There are circumstances which may require you to close or ‘wind-up’ your company. According to ASIC, a company remains registered even if it is not trading any longer, therefore a formal de-registration must take place in order for the company to be officially closed.
Unless a company is formally de-registered, regardless of whether it is trading or not, it is still subject to the legal requirements of a registered company, including payment of the annual review fees.
Further, ASIC will only de-register a company if it meets all of these requirements:
- All members of the company agree to de-register
- The company is not carrying on business
- The company’s assets are worth less than $1000
- The company has no outstanding liabilities
- The company is not a party to any legal proceedings, and
- The company has paid all fees and penalties payable under the Corporations Act 2001 (Corporations Act).
The De-registration Process
You will need to lodge a Form 6010 with ASIC.

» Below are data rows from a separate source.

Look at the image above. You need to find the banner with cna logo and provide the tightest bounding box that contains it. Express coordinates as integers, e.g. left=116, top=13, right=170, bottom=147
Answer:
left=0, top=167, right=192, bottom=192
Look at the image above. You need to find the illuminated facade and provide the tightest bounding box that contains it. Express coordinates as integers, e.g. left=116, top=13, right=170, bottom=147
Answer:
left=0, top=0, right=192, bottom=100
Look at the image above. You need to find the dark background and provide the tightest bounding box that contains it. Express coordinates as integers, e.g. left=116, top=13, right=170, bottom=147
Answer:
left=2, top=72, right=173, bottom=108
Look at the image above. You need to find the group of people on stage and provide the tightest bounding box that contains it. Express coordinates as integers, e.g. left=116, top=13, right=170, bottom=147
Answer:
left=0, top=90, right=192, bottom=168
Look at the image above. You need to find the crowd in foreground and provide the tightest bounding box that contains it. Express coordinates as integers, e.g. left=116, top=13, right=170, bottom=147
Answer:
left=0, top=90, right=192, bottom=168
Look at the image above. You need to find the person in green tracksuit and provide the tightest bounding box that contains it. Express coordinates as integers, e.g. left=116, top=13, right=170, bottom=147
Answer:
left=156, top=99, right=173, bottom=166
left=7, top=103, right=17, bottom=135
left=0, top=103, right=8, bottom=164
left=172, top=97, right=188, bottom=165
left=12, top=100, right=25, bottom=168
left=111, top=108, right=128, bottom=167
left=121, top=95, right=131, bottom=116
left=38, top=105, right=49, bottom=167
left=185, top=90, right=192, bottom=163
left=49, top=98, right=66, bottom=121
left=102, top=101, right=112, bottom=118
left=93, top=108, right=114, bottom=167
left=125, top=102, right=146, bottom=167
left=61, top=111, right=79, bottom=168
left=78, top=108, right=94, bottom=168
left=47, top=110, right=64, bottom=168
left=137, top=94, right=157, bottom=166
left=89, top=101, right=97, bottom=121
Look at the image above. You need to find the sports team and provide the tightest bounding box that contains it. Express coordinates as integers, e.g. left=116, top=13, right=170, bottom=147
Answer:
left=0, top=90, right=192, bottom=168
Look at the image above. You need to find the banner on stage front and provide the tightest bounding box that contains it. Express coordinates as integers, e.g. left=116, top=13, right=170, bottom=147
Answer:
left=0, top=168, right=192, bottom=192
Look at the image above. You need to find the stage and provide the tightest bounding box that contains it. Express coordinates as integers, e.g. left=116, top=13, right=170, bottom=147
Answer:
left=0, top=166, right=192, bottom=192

ASIC will notify you that your application has been approved before publishing a notice of the de-registration on the insolvency notices website.
Two months after the notice is published, ASIC will de-register the company unless a request to defer or cancel the de-registration is provided to ASIC. When the company is de-registered, a confirmation letter will be sent to the registered business address.
The books of a de-registered company must be keep by the directors for a period of three years.
If the company’s annual review date falls within two calendar months before or after the date on which the notice is published on the insolvency notices website, you will not have to pay the current year’s annual review fee.